I wish I could say this was a cure - that embracing my truth eliminated the sadness. But it didn’t. Because, unfortunately, we live in a society.

The messages we receive and internalize - “You’re bad. You’re sinful. You’re not good enough” - don’t disappear overnight. They burrow deep, shaping how we see ourselves and the world. These messages have real, lasting, dangerous effects on mental health.

Through everything, I’ve learned that mental health doesn’t exist in a vacuum. Sure, brain chemistry and genetics play an important role, but mental health is also shaped by our environment, relationships, and societal norms. The oppression we experience - racism, misogyny, homophobia, ableism - takes a toll. Healing in the context of oppression is complicated. Even as you start living authentically, the scars of hiding and suppressing don’t vanish. The scars of experiencing isolation and marginalization don’t vanish. And as long as systemic injustice persists, healing remains an ongoing process.

But here’s what I’ve learned: choosing to heal anyway is an act of resistance and social liberation is mental health care.

Fortunately, Connection is Everything

Today, I’m still gay and sometimes still sad. But I’ve learned to reframe my sadness. Through therapy, medication, meditation, spiritual exploration, and dismantling internalized prejudice, I’ve come to see that my sadness isn’t a weakness - it’s a deeply human response to systemic forces. My body is trying to protect itself, though sometimes misguided. My body is trying to love itself. That, too, is beautiful.

Now, when sadness comes, I seek the community that I’ve spent years cultivating. I reach out to the people who know, accept, and love me. My sadness no longer isolates me - it connects me. It grounds me. It reminds me that my healing is interconnected to every person I love and every person who has experienced what I have. I found a safe space to be myself, free from judgment and hate. If you take away one piece of advice from this post, let it be this: Create a safe community for yourself. And when it gets challenging to create, don’t give up trying until you have found it.

While personal healing is essential, we also need societal change. Mental health isn’t just an individual issue; it’s a collective one. Liberation for marginalized people - queer folks, people of color, disabled folks, and others—is liberation for everyone. If it were up to me, we’d already live in a world where love and acceptance are abundant, where no one fears being their authentic self. We would live in a world where poverty was eradicated and white supremacy was dismantled. We would live in a world where late capitalism wasn’t crushing our spirits. Everything would be good, and nothing would hurt. We’re not there yet, because unfortunately, we live in a society. But every act of authenticity, every voice raised against oppression, moves us closer to that world.

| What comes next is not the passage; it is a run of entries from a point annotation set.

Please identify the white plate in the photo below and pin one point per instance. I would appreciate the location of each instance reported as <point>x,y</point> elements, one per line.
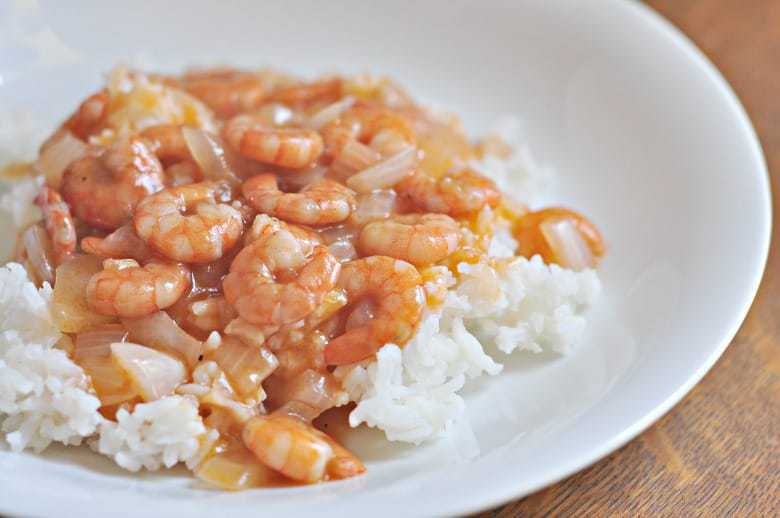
<point>647,138</point>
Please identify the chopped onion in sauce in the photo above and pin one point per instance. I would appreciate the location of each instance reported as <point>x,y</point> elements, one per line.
<point>37,246</point>
<point>567,244</point>
<point>63,149</point>
<point>160,331</point>
<point>386,173</point>
<point>152,373</point>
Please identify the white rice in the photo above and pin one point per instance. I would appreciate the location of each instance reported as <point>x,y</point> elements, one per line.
<point>410,393</point>
<point>45,397</point>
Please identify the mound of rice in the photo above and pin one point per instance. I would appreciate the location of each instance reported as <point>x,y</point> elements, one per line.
<point>410,393</point>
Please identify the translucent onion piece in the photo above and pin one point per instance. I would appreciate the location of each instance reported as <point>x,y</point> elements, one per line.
<point>37,246</point>
<point>97,341</point>
<point>210,155</point>
<point>152,373</point>
<point>567,244</point>
<point>330,113</point>
<point>160,331</point>
<point>70,310</point>
<point>236,470</point>
<point>376,205</point>
<point>353,157</point>
<point>386,173</point>
<point>111,384</point>
<point>246,367</point>
<point>57,155</point>
<point>344,251</point>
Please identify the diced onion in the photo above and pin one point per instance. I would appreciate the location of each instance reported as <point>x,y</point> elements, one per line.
<point>37,246</point>
<point>386,173</point>
<point>245,366</point>
<point>567,244</point>
<point>97,341</point>
<point>209,153</point>
<point>152,373</point>
<point>160,331</point>
<point>376,205</point>
<point>330,113</point>
<point>57,155</point>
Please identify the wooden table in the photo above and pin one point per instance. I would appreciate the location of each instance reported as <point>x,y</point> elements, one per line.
<point>717,453</point>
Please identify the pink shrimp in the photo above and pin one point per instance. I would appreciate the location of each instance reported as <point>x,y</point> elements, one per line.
<point>202,237</point>
<point>227,91</point>
<point>123,243</point>
<point>321,203</point>
<point>125,289</point>
<point>103,188</point>
<point>420,239</point>
<point>59,223</point>
<point>280,278</point>
<point>298,450</point>
<point>394,288</point>
<point>285,147</point>
<point>454,194</point>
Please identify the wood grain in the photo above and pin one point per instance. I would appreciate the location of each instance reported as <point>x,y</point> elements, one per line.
<point>717,453</point>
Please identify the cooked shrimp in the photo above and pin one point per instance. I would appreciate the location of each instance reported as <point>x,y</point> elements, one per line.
<point>280,278</point>
<point>167,142</point>
<point>298,450</point>
<point>201,237</point>
<point>59,223</point>
<point>420,239</point>
<point>395,289</point>
<point>452,194</point>
<point>530,233</point>
<point>125,289</point>
<point>227,91</point>
<point>103,190</point>
<point>324,91</point>
<point>285,147</point>
<point>123,243</point>
<point>89,115</point>
<point>321,203</point>
<point>382,129</point>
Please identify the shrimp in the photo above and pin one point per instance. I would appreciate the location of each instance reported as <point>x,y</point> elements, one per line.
<point>167,142</point>
<point>202,237</point>
<point>89,115</point>
<point>123,243</point>
<point>103,189</point>
<point>326,90</point>
<point>280,278</point>
<point>285,147</point>
<point>321,203</point>
<point>531,238</point>
<point>227,91</point>
<point>59,223</point>
<point>453,194</point>
<point>125,289</point>
<point>298,450</point>
<point>395,289</point>
<point>381,128</point>
<point>420,239</point>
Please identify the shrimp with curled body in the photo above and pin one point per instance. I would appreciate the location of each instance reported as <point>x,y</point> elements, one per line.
<point>394,288</point>
<point>125,289</point>
<point>123,243</point>
<point>298,450</point>
<point>103,188</point>
<point>204,236</point>
<point>284,147</point>
<point>58,222</point>
<point>321,203</point>
<point>453,194</point>
<point>420,239</point>
<point>280,278</point>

Love and hope are infinite resources. As long as they endure, so does the possibility of building a more compassionate and healing world. When sadness comes, remember that connection is everything - connection is the lifeline of resilience. Prioritize and seek out connection as much as you can, because there are people who understand your experiences and will cherish even the parts of you that feel hardest to embrace. You are never truly alone.